Periodontal diseases have been considered the second most common oral disease affecting mankind since ancient times. Reports indicate that about 40–90% of the global population is affected by periodontitis, making it a significant worldwide public health problem. Periodontal diseases are the results of infections and inflammation of the gingival and bone tissues that surround and support the teeth. The inflammatory process is triggered by the plaque biofilm that accumulates on teeth surfaces. It is now well established that the pathogenesis of the disease is multifactorial and that the resultant tissue and bone loss occurs as a consequence of various interactions between the host immune response and the pathogenic bacteria [1,2,3]. The main infectious agents involved in the pathogenesis of periodontal diseases are mainly gram-negative anaerobic bacteria such as Porphyromonas gingivalis (Pg), Tannerella forsythia, and Aggregatibacter actinomycetemcomitans [4, 5]. Subsistence of these bacteria elicits the immune response characteristics of periodontal diseases associated with the release of several cytokines and enzymes that are largely responsible for the destruction of the gingival tissues and alveolar bone. One of the key host factors involved in these complex host immuno-inflammatory reactions is matrix metalloproteinases (MMPs) [6, 7].

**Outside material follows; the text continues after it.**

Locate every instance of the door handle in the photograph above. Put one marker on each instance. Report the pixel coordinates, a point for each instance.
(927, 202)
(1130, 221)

MMPs are a family of structurally related but genetically distinct proteolytic enzymes that mediate the degradation of extracellular matrix (ECM) macromolecules, including interstitial and basement membrane components and are thus involved in various physiological and pathological conditions. Several MMPs have been recognized as main inflammatory and immune response regulators in periodontal diseases. Besides being involved in the regulation of the destructive periodontal inflammatory response, they are broadly responsible on the degradation of ECM and basement membrane components [7, 8].

The oral microbiome is extremely complex with the average adult harboring about 50–100 billion bacteria in the oral cavity representing about 200 predominant bacterial species. There is a strong correlation between the composition and diversity of oral microbiota and periodontal diseases. In addition, the interaction between the oral microbiota and the host immune response is a critical determining factor in the development and progression of periodontal diseases. The advancements in DNA sequencing and other molecular techniques have allowed researchers to better understand the compositional changes that occur in subgingival biofilms in the transition from health to gingivitis then to destructive periodontal disease. Full knowledge of the whole dynamic of the oral microbiota and its relationship with periodontal disease is crucial for improving diagnostics and setting new effective treatment strategies, such as targeted antimicrobial therapy and probiotics [9, 10].

Human gingival fibroblasts (HGF) are the predominant cell type in the periodontal connective tissue. These cells produce the components of the ECM, as well as the enzymes that degrade the ECM. The degradation of the collagen-containing tissues at the dento-epithelial junction initiates the formation of a periodontal pocket. This can eventually result in an inflammatory periodontal disease, which is characterized by a significant reduction in collagen fiber density in the gingival tissues, loss of Sharpey’s fibers and apical migration of the junctional epithelium. HGFs play a significant role in the pathogenesis of periodontal diseases. Regulation of HGFs cellular reaction is considered a crucial pathway in controlling the progression of periodontal tissues pathological alterations as well as healing processes [11, 12].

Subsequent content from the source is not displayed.